Re: PR/6343: Adding support for MustFollow

Thanks!  I (PR author) agree with all that.

On the unbounded triggering issue, I can see 2 reasonable desired behaviors:
  1) The collection to follow is bounded and the intent is to wait for the entire collection to be processed.
  2) The collection to follow has windows that in some flexible sense align with the windows of the collection that is supposed to be waiting, and the intent is for the waiting to apply within window.

If either or both of these behaviors can be supported by something like the proposed mechanism, then I think that's a reasonable thing to have provided it's well documented.

The other high-level issue I see is whether this should be A) a free PTransform on collections, or B) something like a call on ParDo.  In the PR it's (A), but I can imagine for future more native implementation on some runners it could be more natural as (B).

On Fri, Sep 7, 2018 at 11:58 AM Lukasz Cwik <lcwik@xxxxxxxxxx> wrote:
A contributor opened a PR[1] to add support for a PTransform that forces one PTransform to be executed before another by using side input readiness as a way to defer execution.
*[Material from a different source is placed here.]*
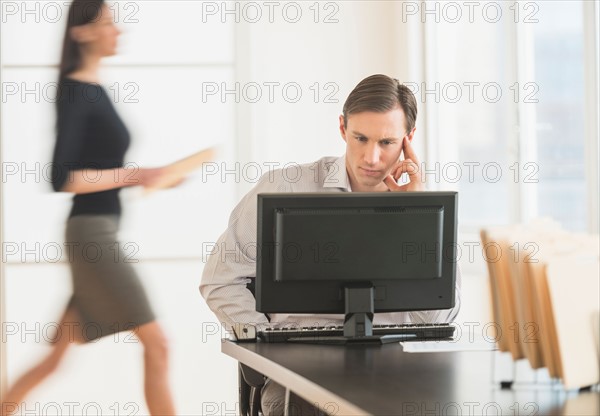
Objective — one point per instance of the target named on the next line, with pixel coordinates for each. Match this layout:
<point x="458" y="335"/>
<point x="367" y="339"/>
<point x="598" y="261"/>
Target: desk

They have provided this example usage:
# Ensure that output dir is created before attempting to write output files.
output_dir_ready = pipeline | beam.Create([output_path]) | CreateOutputDir()
output_pcoll | MustFollow(output_dir_ready) | WriteOutput()

The example the PR author provided works since they are working in the global window with no triggers that have early firings and they are only processing a single element so `CreateOutputDir()` is invoked only once. The unused side input access forces all runners to wait till `CreateOutputDir()` is invoked before `WriteOutput()`.
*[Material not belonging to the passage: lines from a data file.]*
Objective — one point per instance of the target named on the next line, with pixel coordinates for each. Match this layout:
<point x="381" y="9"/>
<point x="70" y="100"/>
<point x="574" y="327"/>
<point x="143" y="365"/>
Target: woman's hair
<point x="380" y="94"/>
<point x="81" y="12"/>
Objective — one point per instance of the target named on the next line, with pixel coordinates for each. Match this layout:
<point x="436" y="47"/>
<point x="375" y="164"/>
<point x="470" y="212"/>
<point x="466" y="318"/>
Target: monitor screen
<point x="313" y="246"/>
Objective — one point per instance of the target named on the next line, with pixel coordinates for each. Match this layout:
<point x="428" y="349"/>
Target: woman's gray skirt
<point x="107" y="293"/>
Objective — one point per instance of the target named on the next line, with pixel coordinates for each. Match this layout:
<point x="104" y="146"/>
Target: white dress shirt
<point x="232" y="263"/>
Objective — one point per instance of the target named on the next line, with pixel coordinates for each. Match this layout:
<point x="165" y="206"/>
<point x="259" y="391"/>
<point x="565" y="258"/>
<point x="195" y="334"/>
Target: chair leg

Now imagine a user wanted to use `MustFollow` but incorrectly setup the trigger for the side input and it has an early firing (such as an after count 1 trigger) and has multiple directories they want to create. The side input would become ready before **all** of `CreateOutputDir()` was invoked. This would mean that `MustFollow` would be able to access the side input and hence allow `WriteOutput()` to happen. The example above is still a bounded pipeline and a runner could choose to execute it as I described.

The contract for side inputs is that the side input PCollection must have at least one firing based upon the upstream windowing strategy for the "requested" window or the runner must be sure that the no such window could ever be produced before it can be accessed by a consumer.

My concern with the PR is two fold:
1) I'm not sure if this works for all runners in both bounded and unbounded pipelines and could use insights from others:

I believe if the user is using a trigger which only fires once and that they guarantee that the main input window mapping to side input window mapping is 1:1 then they are likely to get the expected behavior, WriteOutput() always will happen once CreateOutputDir() for a given window has finished.

2) If the solution works, the documentation around the limitations of how the PTransform works needs a lot more detail and potentially "error" checking of the windowing strategy.